Cutaneous horn is the clinical description of a conical hyperkeratotic projection of the skin composed of compact keratin [1]. It grows in association with many underlying conditions, benign or malignant [1, 2]. Most of them develop on the sun exposed areas and lesions are usually less than 1 cm in high. Giant cutaneous horns are uncommon [3].

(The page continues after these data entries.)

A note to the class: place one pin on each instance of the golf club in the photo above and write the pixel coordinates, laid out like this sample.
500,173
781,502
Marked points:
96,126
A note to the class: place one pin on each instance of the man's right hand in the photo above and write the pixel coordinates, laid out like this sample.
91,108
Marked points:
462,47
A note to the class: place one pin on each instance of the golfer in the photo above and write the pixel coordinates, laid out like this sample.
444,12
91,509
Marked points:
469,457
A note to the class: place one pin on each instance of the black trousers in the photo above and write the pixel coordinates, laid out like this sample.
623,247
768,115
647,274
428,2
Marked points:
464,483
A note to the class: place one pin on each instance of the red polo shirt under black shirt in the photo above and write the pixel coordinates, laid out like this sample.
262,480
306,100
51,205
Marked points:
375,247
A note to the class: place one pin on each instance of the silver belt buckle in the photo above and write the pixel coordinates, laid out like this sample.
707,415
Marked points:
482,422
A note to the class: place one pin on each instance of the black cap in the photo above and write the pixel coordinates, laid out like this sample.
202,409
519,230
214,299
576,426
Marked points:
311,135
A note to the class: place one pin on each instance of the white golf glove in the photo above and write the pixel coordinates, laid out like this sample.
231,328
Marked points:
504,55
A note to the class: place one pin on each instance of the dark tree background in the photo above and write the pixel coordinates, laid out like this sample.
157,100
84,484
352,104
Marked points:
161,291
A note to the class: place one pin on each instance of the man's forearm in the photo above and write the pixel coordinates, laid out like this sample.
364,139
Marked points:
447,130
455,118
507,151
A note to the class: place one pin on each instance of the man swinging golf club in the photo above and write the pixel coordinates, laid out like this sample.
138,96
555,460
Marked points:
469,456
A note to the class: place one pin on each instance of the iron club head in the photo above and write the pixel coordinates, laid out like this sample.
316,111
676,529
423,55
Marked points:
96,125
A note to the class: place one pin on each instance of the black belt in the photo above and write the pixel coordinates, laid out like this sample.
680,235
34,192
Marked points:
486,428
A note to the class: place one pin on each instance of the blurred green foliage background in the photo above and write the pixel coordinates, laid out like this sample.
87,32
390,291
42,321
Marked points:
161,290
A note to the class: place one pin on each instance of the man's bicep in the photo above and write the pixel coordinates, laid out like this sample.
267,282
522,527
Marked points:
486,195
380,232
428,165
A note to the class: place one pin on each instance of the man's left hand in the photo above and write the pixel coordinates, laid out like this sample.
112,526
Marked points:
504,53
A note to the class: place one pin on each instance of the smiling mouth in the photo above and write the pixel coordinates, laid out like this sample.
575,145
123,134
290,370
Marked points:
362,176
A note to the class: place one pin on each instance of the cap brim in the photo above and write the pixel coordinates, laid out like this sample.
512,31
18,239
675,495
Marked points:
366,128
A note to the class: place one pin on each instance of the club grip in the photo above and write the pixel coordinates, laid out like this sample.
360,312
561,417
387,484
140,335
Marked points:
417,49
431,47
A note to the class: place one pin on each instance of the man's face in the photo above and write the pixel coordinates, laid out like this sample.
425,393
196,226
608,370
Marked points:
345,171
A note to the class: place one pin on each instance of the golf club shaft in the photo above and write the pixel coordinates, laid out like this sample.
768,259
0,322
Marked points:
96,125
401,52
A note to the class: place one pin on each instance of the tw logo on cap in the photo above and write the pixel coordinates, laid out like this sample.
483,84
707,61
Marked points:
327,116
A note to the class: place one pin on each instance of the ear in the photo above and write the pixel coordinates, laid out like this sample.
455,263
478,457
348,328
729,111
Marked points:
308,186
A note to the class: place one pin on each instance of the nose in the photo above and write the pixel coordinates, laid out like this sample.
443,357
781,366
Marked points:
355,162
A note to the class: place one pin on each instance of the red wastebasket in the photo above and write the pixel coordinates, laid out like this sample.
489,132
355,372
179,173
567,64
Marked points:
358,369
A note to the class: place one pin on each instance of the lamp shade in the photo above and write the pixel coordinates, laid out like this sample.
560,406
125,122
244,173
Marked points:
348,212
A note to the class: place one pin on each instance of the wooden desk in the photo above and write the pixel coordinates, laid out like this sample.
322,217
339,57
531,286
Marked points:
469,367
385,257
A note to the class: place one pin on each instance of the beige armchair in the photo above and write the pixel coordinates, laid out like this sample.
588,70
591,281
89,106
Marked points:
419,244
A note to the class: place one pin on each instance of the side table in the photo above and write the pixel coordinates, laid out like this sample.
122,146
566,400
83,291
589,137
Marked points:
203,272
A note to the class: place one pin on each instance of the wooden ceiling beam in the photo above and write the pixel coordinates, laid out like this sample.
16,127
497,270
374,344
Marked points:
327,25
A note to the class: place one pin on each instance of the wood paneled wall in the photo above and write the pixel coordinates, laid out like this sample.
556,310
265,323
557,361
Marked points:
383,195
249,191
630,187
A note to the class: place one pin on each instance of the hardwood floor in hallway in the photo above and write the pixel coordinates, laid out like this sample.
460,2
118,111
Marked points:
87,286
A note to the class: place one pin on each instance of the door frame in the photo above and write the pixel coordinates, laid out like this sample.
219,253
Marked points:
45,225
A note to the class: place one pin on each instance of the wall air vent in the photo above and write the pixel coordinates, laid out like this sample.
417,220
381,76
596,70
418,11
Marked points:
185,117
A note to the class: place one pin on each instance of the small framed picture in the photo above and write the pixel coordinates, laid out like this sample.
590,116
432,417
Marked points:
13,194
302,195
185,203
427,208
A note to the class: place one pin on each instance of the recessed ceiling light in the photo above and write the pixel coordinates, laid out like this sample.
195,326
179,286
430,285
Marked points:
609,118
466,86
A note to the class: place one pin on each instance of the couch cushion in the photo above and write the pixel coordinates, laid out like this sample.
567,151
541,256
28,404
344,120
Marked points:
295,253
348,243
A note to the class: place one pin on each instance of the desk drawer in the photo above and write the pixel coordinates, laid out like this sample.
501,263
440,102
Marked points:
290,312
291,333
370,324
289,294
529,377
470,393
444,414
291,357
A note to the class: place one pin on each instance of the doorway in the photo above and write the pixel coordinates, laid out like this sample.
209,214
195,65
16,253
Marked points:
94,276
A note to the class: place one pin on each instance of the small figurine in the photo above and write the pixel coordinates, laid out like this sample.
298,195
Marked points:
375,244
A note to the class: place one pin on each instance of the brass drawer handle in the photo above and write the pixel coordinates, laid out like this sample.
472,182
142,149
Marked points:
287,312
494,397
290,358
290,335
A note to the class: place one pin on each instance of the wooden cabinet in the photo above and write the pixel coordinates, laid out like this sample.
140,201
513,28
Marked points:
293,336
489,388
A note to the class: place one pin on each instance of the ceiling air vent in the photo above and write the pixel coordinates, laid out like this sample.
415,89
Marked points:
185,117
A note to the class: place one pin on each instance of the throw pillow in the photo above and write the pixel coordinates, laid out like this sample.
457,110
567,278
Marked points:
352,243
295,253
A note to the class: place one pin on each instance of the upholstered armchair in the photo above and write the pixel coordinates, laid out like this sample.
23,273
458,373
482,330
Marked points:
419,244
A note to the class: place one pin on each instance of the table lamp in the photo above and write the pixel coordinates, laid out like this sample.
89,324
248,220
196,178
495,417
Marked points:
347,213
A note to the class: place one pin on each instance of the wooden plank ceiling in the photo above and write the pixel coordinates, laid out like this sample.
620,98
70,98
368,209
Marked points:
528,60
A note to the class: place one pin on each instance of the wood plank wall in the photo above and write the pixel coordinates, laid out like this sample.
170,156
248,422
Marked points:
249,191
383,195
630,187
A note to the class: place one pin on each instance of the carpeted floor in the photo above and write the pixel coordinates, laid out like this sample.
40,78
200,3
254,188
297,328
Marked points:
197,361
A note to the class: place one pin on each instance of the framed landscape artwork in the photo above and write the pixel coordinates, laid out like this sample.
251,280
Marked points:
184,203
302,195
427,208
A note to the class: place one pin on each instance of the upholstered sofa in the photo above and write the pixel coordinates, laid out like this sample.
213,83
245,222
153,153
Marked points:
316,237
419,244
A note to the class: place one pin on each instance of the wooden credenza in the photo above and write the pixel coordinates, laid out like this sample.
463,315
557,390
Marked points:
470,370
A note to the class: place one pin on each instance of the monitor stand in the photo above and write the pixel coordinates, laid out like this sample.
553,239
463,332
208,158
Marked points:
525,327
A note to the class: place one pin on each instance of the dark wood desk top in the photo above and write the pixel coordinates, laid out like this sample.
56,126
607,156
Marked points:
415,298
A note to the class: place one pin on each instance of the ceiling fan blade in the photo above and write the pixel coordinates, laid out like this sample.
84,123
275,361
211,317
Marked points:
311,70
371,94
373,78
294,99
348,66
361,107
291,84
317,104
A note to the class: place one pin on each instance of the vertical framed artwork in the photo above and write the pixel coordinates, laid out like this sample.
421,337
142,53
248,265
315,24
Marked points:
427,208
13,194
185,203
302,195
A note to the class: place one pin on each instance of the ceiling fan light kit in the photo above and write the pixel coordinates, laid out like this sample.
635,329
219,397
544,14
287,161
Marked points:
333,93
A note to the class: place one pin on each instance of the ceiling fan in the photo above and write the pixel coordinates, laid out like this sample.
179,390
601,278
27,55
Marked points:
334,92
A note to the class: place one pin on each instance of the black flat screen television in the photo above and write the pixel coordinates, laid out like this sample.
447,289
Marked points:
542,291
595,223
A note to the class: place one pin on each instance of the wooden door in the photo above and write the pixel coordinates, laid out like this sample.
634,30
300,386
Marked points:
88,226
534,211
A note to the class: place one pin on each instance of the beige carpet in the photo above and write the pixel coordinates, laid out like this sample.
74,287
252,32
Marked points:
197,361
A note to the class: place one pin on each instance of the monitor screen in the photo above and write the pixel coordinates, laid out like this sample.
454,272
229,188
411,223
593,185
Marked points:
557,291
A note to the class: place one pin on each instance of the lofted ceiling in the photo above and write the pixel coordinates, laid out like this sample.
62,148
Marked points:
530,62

Nearly 16 to 20 percent of cutaneous horns have an underlying malignant lesion, most frequently SCC [4, 5]; KA is a less common finding in these circumstances and localization on the lower lip is exceptional [1]. The distinction between KA and well-differentiated SCC cannot always be discerned by histopathologic examination and close clinical follow-up after excision is required, as in our case. Many studies have been carried out with the intent to establish the risk factors and the cutaneous features commonly related to malignancy. The most consistent are: male sex, older age, tenderness at the base of the horn, larger lesions, wide base or low height-to-base ratio, and localization on the nose, pinnae, scalp, back of the hands and forearms. All these features are more likely to be related to a premalignant or malignant histopathological change at the base of the cutaneous horn [3, 4]. Nevertheless, clinical features aren't sufficient to safely establish the malignancy of a cutaneous horn and complete surgical excision and histopathological examination are advised, in order to avoid overlooking more aggressive conditions [6].

Keratoacanthoma is a rapidly growing epithelial tumor with a tendency to spontaneous regression. For some authors, it is considered a variant of SCC because of the potential occurrence of metastases and local tissue destruction [1, 7, 8]. Complete conservative excision is advised in most cases, given the uncertainty regarding the exact behavior of this tumor [1, 7, 8].